How’s your relationship with Warp?

It’s good. I mean ultimately, they leave me to my own devices when making a record. Creatively, I’m always very happy. There are certain times, being on an indie label, when I do get into a sort of competitive thing where I wish I had a corporate machine to pump money into promotion. Now and again I’ll find myself sort of getting jealous about some campaign that’s just splashed over every available space on the internet. It’s word-of-mouth, in my case. But you know, ultimately word of mouth is the winner. In this day and age, it might take awhile … and also with this album it might take awhile. I expect there will be a mild amount of alienation with this record. People who expect another Jim might not get what they want…

All these factors trouble my mind every now and again. Then I think, “Y’know wot? It never used to worry me, all this shit.” Warp encourage me to do whatever I want and be as creative as I want. It’s quite refreshing.

I would definitely agree with you there. Having just had its 20th birthday, that kind of longevity for an indie label is a pretty remarkable achievement.

Gotta hand it to ‘em man! They’re a great label and they’ve been good to me.

“Chaos is kind of like a wind isn’t it? It’s like with your hair. You go out with the best of intentions, you’ve got your hair set … you’ve got like a boyish fop from the 60s and after the wind you end up in the 90s without even knowing it. That’s chaos.”

That’s good, though I imagine you probably wouldn’t still be with them if they weren’t

[thinking] Uhhhhh … Yeah. I mean, there were times when I thought I wanted to have more, but in the end, I’m glad I didn’t. I was getting courted for awhile by Columbia and shit. I was kind of tempted, because there was a frustration where I felt the music I was doing should be getting out there a bit more than it was. But ultimate, with them it’s been a bit more balanced.

That’s a good way of putting it, and that’s kind of how I feel about Compass too. When I first heard it, I thought, “Yeah, ok, this one makes sense,” based on all I’ve heard from you in the past. And perhaps another label wouldn’t get that, or let you go there?

I appreciate that, because I kind of feel that way, too. But I don’t know, it’s not easily determined; some people just don’t get it. In the end, I had to do this record. It’s been great touring it too, just the nature of the material. It’s kept playing it really fun.

I don’t want to harp on a sore subject, but you mentioned there has been some negative reception. What are people saying to you that they don’t like?

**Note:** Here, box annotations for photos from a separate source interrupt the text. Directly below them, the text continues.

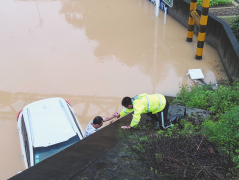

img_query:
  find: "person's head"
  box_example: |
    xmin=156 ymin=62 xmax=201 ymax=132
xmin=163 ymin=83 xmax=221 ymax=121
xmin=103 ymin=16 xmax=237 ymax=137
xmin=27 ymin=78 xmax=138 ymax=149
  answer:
xmin=93 ymin=116 xmax=103 ymax=128
xmin=121 ymin=97 xmax=133 ymax=109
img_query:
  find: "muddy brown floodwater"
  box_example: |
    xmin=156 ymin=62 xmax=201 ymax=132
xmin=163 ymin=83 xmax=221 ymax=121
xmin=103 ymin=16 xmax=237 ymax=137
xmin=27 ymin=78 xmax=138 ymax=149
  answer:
xmin=0 ymin=0 xmax=226 ymax=180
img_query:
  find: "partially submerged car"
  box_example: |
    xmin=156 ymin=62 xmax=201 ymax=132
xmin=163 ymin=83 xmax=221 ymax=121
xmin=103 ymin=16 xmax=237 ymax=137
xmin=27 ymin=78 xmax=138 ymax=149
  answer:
xmin=18 ymin=98 xmax=83 ymax=168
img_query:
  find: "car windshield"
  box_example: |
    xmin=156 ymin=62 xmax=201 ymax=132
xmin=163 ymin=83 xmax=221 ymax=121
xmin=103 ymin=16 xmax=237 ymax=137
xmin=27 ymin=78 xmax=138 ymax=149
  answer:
xmin=33 ymin=135 xmax=80 ymax=164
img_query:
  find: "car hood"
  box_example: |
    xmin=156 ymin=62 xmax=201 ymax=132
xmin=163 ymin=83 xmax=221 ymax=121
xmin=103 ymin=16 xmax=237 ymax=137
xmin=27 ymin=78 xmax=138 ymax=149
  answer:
xmin=27 ymin=100 xmax=76 ymax=147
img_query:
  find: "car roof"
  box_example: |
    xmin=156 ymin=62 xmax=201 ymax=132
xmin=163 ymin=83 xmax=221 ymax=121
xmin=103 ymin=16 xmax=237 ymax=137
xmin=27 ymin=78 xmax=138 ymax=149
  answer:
xmin=23 ymin=98 xmax=76 ymax=147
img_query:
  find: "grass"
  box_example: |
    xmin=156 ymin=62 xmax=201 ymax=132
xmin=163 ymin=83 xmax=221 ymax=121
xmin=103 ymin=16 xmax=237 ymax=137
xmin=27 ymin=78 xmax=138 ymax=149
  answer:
xmin=195 ymin=0 xmax=232 ymax=6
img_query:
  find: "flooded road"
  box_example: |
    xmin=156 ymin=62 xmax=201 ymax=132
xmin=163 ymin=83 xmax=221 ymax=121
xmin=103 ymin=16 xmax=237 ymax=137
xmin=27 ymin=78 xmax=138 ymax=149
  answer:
xmin=0 ymin=0 xmax=226 ymax=180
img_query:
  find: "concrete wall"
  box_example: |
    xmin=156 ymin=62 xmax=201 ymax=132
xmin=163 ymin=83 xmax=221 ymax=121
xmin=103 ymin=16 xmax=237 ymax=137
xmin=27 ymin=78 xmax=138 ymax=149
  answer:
xmin=169 ymin=0 xmax=239 ymax=80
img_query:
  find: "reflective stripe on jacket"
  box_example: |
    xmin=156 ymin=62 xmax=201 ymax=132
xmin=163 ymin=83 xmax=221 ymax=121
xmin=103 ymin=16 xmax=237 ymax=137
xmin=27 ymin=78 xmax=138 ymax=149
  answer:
xmin=130 ymin=93 xmax=166 ymax=127
xmin=120 ymin=108 xmax=133 ymax=117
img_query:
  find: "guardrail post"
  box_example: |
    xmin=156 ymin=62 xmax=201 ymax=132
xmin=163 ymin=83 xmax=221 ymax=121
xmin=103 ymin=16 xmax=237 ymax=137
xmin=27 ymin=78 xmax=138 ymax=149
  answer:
xmin=196 ymin=0 xmax=210 ymax=60
xmin=187 ymin=0 xmax=197 ymax=42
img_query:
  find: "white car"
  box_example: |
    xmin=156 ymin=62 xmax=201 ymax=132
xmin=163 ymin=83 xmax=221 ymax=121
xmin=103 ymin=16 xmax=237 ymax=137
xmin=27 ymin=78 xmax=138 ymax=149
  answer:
xmin=17 ymin=98 xmax=83 ymax=168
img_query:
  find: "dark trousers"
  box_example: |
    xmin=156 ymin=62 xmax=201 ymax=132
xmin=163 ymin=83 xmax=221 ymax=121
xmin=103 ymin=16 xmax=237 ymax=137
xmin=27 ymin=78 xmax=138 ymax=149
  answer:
xmin=147 ymin=99 xmax=171 ymax=129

Well, you know, I was disappointed by my Pitchfork review. For some reason I held out a lot to read that review, because….I don’t know, maybe I’m lazy and I don’t scour the internet for my reviews much. I don’t want to put too much emphasis on it, but it really sort of brought me down when I read it. I don’t know, I think from a couple of the live shows, [the reception has] been a little bit confused, should I say. Not disliked, but kind of “huh…what’s this sound…”.

I think it’s a bit more of a challenging sound. It’s a challenging thing for people who have sort of gotten used to me being a certain kind of person, a certain kind of musician. In a way, as negative as that Pitchfork review was [6.6/10 grade - ed.], it talked about me being in transition and I was like, “Well, that’s true! I do feel that.” But that’s also a very banal thing to say because when are you not in transition?

Right, I was just going to say that…

Of course I’m in fucking transition! Every time you make something you’re in transition, to a greater or lesser extent. But I know what he’s saying. It’s a challenge to push yourself away from your comfort zone, and that’s what this album is for me, in a way.

It’s interesting that you say that, because I feel the listeners generally don’t look at it like that. If you’re a music listener and you don’t like something, it’s probably pretty rare that you say, “Well, maybe I don’t like this because it’s outside of my comfort zone, not because it’s actually ‘bad.’ ” Maybe if that happened more often, most people would find out that Kid A was actually good when it came out and not three or four years later.

It’s taught me that I’m still vain. I’ve still got an ego and I still want people to like everything I do. It’s never going to be possible, but it is a good reminder for me of that fact.